(Bangkok, Hua Hin) Assister à un gala de boxe thaïlandaise demeure une expérience étourdissante, où la violence et la ritualisation des affrontements peuvent envoûter, mais aussi choquer le public. Nous avons assisté à deux soirées de combats, organisées à Bangkok et à Hua Hin, montrant le vrai visage de ce pilier de la culture nationale.
Des enfants dans l’arène
À Hua Hin, à 200 km au sud de Bangkok, ce sont les spectateurs qui reçoivent le premier uppercut en plein visage. Le combat liminaire fait monter sur le ring deux enfants d’une dizaine d’années, lesquels s’échangent des coups comme si leur vie en dépendait. Le public, composé aux trois quarts de touristes occidentaux, semble interloqué par la scène. L’un des gamins, sonné, finit par s’effondrer au sol. En larmes, il se relève et quitte le ring, réconforté par son entraîneur. Même si les professionnels locaux insistent sur le fait qu’il faut commencer jeune pour espérer devenir champion, et que la boxe détourne les enfants pauvres des activités criminelles, la Thaïlande songe actuellement à interdire les combats aux moins de 12 ans.
Un rituel endiablé
C’est ensuite au tour des adultes d’ouvrir les hostilités. Une ambiance électrique et rituelle enveloppe les lieux : avant chaque combat, les boxeurs effectuent danses et prières, en hommage à leur entraîneur, leurs proches, et aux forces protectrices intangibles. Couronnes et bracelets sacrés cernent fronts et biceps. Le tout est exacerbé par la musique, entêtante et inquiétante, diffusée durant l’intégralité du combat. Dans certains stades de boxe, comme le Rajadamnern à Bangkok, des musiciens jouent sur place, en direct, accélérant le tempo à mesure que le K.-O. se profile. Inévitablement, le spectateur est happé par ce vortex de flûtes et de percussions aux accents démoniaques.
Des combats sans merci
Les adversaires se jaugent et se testent. Puis les coups pleuvent comme la grêle. La boxe thaï, aussi appelée muay thaï, s’avère particulièrement violente, autorisant l’emploi des poings, pieds, coudes et genoux. Les catégories des poids légers offrent des combats techniques et rapides, tandis que les poids lourds décochent des coups qui ébranleraient une colonne de béton.
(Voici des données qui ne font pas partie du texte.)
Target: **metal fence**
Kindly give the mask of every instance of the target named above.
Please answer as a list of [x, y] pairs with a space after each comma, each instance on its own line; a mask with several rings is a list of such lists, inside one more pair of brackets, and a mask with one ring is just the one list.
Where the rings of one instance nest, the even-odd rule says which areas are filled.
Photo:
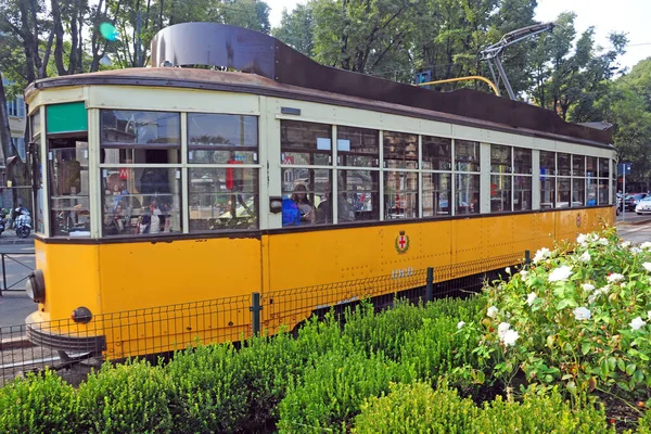
[[396, 298], [418, 302], [464, 296], [524, 258], [524, 254], [513, 254], [372, 279], [104, 314], [87, 324], [81, 318], [79, 322], [69, 319], [0, 328], [0, 385], [46, 366], [78, 384], [103, 360], [166, 357], [197, 343], [237, 343], [259, 332], [273, 334], [281, 326], [296, 328], [310, 316], [323, 316], [331, 309], [342, 314], [363, 299], [382, 309]]
[[4, 291], [25, 291], [25, 281], [35, 268], [34, 252], [0, 253], [0, 297]]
Compassion quasi contradictoire : certains combattants, sitôt déclarés vainqueurs après avoir terrassé leur rival, se précipitent vers ce dernier pour s’assurer qu’il n’est pas trop amoché.
Entre fortune et pauvreté
Bangkok compte deux stades principaux, Rajadamnern et Lumpinee, dotés d’une grande capacité. Les prix des billets d’entrée s’échelonnent généralement de 1000 à 2000 bahts, soit de 43 à 86 $, selon la proximité du siège par rapport au ring, ce qui n’est pas particulièrement bon marché par rapport au coût de la vie moyen en Thaïlande. Ces fonds (combinés à ceux des paris, parfois illégaux) permettent aux athlètes de pouvoir vivre de leur art martial en remportant des cagnottes parfois mirobolantes. Cependant, dans les stades plus intimes, comme celui de Hua Hin, on peut voir des combattants démunis aller quêter dans le public après le combat, et ce, même s’ils viennent de prendre une raclée sur le ring.
Venus d’ailleurs
N’allez pas croire que le muay thaï reste l’apanage des Thaïlandais. Sur les programmes des combats, il n’est pas rare de croiser des drapeaux de toutes sortes : États-Unis, France, Canada, Australie… de nombreux étrangers, souvent établis dans le royaume, montent sur le ring et défient les locaux dans leur propre discipline, rivalisant avec leur niveau. Parfois, l’équipe de préparation entière est composée d’étrangers. Dans la station balnéaire de Hua Hin, on aperçoit parfois ces combattants immigrants s’entraîner sur les plages, en matinée.
Enfiler les gants
Pour assister à des combats à Bangkok, il est conseillé de réserver à l’avance en ligne. Ailleurs, on paye généralement à la porte. Notez qu’il est admis que les tarifs pour les spectateurs étrangers sont plus élevés. Des stades sont disséminés dans les principales villes touristiques du pays, les plus petits permettant une meilleure expérience et une plus grande proximité par rapport au ring. Pour qui souhaite enfiler les gants et s’essayer au muay thaï, des clubs proposant des entraînements sur le court terme aux débutants pullulent : RSM Academy, Yokkao Training Center, Elite Fight Club… Compter 500 bahts (21 $) pour une séance de groupe.